Publication Abstract

Vaughn, Michael G., Qiang Fu, Stephen J. Wernet, Matt DeLisi, Kevin M. Beaver, Brian E. Perron, and Matthew O. Howard. 2011. "Characteristics of abstainers from substance use and antisocial behavior in the United States." Journal of Criminal Justice, 39(3): 212-217.

Purpose Whether lifetime abstainer's antisocial behavior is maladjusted or well-adjusted is unresolved. The aim of this study was to compare abstainers (defined as persons with no lifetime use of alcohol and other drugs and non-engagement in antisocial or delinquent behavior) with non-abstainers across a range of sociodemographic and mental health characteristics in the United States.

Methods Data were derived from the National Epidemiologic Survey on Alcohol and Related Conditions, a nationally representative sample of U.S. adults. Structured psychiatric interviews (N = 43,093) using the Alcohol Use Disorder and Associated Disabilities Interview Schedule — DSM-IV version (AUDADIS-IV) were completed by trained lay interviewers between 2001 and 2002.

Results The prevalence of abstaining was 11 percent.

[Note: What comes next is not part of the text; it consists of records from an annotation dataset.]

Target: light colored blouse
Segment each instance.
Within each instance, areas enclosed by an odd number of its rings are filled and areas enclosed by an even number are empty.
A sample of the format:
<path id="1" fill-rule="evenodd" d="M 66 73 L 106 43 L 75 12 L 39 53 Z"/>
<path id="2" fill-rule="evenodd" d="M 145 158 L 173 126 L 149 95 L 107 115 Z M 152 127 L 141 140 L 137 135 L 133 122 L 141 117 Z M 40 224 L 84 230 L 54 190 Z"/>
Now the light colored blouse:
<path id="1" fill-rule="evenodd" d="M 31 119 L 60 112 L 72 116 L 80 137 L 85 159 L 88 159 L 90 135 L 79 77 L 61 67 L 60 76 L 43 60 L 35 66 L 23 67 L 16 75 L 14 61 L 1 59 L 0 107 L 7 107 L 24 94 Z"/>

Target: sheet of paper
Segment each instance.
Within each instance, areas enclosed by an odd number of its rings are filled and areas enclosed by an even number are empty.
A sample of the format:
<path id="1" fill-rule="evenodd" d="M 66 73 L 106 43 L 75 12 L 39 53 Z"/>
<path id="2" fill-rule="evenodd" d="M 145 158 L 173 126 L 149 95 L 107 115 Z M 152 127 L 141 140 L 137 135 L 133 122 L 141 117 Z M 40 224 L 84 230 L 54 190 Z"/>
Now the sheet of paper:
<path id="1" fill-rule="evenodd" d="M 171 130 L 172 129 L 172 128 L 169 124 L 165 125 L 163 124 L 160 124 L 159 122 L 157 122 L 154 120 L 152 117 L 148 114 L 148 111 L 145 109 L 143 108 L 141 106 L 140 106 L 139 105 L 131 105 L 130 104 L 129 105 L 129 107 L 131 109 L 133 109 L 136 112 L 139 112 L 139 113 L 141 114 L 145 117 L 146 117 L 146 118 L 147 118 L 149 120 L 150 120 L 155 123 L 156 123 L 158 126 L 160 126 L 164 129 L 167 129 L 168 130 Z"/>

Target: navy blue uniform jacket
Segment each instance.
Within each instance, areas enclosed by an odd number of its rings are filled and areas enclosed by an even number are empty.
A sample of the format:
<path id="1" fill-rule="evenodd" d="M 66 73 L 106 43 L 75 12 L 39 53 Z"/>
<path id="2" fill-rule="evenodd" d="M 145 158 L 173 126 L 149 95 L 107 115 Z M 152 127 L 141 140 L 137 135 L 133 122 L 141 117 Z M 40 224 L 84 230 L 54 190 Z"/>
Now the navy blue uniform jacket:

Abstainers were significantly more likely to be female, Asian and African–American, born outside the U.S., and less likely to be unemployed. Multivariate logistic regression analyses revealed that abstainers were significantly less likely to evidence lifetime mood, anxiety, or personality disorder compared to non-abstainers.

Conclusions Findings indicate that abstainers are not maladapted and are comparatively more functional than non-abstainers.

DOI:10.1016/j.jcrimjus.2011.02.003 (Full Text)

PMCID: PMC3431907. (Pub Med Central)

Country of focus: United States of America.